LESZNOWOLA Od połowy lutego w lasach, ale także na łąkach i nieużytkach pojawiły się kleszcze. Stanowią one poważne zagrożenie zwłaszcza dla psów
– W tym roku pierwsze psy z objawami choroby pokleszczowej trafiły do nas już ponad trzy tygodnie temu – mówi Anna Duranowska, weterynarz z Władysławowa. Teraz, w związku z poprawą pogody, kleszczy jeszcze przybyło i wszyscy weterynarze mają pełne ręce roboty.

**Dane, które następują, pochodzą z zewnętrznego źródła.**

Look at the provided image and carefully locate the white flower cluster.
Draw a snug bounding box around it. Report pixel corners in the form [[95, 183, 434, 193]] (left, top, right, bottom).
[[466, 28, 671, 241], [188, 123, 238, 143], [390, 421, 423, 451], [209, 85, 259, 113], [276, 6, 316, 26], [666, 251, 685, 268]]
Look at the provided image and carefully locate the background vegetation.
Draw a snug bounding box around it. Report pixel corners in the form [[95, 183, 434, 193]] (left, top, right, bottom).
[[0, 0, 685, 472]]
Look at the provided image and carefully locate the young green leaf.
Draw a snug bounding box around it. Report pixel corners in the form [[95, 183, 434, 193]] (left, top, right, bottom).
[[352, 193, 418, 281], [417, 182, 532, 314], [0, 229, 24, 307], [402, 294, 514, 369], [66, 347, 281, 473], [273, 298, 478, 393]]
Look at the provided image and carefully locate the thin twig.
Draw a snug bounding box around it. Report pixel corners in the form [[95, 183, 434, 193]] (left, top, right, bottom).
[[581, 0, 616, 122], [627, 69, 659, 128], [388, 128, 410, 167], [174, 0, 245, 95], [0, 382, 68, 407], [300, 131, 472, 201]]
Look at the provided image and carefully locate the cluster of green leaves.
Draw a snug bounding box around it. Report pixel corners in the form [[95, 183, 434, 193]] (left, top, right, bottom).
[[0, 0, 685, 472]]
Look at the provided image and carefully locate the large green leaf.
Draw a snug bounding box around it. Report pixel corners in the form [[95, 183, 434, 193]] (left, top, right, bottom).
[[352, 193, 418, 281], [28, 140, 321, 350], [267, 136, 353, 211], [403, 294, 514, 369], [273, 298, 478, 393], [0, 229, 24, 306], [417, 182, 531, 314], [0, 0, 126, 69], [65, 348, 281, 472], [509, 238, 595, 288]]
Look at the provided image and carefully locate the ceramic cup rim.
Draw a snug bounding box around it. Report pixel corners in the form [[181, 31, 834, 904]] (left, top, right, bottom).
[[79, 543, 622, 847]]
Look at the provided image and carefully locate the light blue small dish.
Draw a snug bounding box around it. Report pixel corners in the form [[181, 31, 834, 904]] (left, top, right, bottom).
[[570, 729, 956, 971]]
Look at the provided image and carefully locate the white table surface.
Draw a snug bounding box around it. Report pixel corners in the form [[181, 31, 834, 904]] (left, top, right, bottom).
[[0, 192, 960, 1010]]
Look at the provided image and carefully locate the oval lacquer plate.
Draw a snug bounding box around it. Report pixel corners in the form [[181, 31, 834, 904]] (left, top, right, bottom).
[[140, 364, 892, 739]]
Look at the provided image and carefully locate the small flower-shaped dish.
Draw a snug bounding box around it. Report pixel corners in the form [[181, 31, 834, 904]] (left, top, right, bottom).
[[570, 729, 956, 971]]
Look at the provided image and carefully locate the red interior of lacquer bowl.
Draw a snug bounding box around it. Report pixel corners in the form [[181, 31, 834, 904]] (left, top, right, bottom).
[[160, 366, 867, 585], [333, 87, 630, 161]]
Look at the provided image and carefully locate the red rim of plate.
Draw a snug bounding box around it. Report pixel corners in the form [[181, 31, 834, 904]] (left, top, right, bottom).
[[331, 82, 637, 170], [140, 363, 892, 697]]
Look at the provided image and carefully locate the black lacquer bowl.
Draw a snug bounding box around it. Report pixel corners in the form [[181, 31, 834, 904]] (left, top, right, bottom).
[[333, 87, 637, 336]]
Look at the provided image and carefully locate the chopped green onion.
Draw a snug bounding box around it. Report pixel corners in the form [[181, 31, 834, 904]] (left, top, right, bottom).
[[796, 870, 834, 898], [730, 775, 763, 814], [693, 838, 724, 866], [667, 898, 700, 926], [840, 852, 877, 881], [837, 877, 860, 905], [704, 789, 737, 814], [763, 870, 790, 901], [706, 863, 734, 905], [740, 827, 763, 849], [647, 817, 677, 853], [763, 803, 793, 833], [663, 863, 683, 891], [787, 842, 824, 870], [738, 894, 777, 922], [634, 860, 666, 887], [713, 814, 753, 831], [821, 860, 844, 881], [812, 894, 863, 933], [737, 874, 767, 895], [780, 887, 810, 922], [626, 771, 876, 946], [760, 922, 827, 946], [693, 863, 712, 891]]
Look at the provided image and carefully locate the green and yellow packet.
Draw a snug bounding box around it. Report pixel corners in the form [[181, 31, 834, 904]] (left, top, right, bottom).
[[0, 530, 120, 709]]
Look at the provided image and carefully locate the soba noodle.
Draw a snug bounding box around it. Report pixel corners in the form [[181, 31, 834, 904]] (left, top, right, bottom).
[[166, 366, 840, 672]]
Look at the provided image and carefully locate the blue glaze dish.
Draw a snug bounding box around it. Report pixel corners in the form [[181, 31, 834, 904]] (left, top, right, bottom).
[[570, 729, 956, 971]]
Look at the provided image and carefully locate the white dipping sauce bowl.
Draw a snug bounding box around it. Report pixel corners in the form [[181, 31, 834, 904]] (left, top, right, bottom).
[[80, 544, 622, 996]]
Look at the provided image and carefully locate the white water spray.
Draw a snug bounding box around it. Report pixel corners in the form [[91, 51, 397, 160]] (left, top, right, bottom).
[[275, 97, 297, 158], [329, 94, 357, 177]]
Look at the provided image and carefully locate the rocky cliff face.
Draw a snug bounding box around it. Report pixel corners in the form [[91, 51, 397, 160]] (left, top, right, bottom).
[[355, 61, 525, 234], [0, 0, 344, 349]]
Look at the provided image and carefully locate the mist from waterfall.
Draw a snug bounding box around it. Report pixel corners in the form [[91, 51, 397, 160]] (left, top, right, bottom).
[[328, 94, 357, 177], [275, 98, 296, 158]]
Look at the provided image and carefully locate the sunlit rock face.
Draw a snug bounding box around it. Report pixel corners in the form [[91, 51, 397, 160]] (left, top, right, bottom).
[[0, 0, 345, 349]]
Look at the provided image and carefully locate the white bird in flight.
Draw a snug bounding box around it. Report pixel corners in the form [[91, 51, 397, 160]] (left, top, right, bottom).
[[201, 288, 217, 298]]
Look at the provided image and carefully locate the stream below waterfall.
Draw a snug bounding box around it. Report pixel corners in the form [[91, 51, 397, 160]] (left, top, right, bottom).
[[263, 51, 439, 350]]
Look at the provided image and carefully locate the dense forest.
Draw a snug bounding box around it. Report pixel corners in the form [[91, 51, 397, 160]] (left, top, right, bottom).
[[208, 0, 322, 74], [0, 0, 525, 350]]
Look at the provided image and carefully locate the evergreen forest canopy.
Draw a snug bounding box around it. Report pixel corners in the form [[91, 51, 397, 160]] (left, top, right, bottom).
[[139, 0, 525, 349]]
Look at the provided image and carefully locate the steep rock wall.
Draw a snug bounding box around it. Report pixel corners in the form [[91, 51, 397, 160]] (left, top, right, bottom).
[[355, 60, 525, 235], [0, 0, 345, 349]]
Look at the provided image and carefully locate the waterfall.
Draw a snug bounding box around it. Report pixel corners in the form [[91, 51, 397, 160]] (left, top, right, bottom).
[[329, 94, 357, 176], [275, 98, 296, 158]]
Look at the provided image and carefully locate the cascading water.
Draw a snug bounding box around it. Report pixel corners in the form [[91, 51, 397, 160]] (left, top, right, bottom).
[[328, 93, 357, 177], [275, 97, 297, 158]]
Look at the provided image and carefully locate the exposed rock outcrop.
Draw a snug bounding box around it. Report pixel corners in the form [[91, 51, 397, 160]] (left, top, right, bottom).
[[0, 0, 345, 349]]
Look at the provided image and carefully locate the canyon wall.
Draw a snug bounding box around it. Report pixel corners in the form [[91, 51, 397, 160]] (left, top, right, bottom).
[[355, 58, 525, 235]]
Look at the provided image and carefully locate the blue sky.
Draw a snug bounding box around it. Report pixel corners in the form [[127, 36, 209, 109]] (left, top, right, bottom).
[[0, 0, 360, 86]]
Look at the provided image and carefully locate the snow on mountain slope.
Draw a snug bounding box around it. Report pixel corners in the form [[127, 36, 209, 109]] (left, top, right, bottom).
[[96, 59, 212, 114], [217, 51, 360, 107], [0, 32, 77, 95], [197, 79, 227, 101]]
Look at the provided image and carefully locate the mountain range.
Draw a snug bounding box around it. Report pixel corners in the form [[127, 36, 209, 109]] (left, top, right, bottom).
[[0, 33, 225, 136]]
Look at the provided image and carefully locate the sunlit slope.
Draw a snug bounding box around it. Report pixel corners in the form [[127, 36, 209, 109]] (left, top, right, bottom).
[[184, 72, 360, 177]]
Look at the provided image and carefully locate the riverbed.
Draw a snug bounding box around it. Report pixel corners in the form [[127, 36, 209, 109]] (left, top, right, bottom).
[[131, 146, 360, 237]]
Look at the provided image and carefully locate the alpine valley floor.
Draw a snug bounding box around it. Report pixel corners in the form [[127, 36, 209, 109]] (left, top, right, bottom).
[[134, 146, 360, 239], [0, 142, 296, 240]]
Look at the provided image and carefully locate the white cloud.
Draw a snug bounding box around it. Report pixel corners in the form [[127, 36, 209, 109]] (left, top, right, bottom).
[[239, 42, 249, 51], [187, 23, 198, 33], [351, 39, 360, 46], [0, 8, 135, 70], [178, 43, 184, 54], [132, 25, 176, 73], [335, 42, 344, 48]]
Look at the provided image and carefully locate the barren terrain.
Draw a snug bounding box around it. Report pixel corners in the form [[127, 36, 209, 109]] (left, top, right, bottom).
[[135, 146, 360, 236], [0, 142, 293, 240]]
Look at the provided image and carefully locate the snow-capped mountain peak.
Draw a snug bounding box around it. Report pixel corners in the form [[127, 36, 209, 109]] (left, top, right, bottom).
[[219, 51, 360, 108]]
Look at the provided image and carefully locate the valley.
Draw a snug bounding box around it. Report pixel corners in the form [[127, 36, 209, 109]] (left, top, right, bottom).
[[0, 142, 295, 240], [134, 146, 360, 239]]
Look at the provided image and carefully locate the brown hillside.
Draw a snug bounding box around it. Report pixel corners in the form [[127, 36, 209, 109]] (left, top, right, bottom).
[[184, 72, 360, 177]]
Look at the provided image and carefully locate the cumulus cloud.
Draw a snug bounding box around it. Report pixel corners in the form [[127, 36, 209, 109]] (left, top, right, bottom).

Zdarza się, że z jednego psa zdejmują ich nawet kilkadziesiąt.
Gdy zauważymy, że w skórę naszego psa wczepił się kleszcz, możemy usunąć go sami lub poprosić o pomoc weterynarza. Jeśli zdecydujemy się na pierwszą opcję, należy wziąć pęsetę, delikatnie złapać kleszcza przy samej skórze i energicznym ruchem wykręcić go w kierunku odwrotnym do ruchu wskazówek zegara. Wyjętego kleszcza można przypalić zapalniczką lub zanurzyć w spirytusie. Jeśli kleszcz pasożytował nie dłużej niż 24 godziny, ryzyko zakażenia jest minimalne. Jeśli jednak nie mamy co do tego pewności, dobrze jest przez kilka dni bacznie obserwować psa. – Pierwszymi objawami babeszjozy są apatia, brak apetytu i posmutnienie – mówi Anna Duranowska. – Pies jest osowiały i nie chce się bawić. Potem zaczyna być coraz słabszy, a jego mocz zabarwia się na herbaciany kolor. Jeśli w porę nie podejmiemy leczenia, pies może umrzeć już po pięciu dniach od zarażenia. W przypadku boleriozy objawy występują najwcześniej po 5-6 dniach. Początkowo są to osłabienie, utrata apetytu, gorączką, a w kolejnym stadium – zapalenia stawów.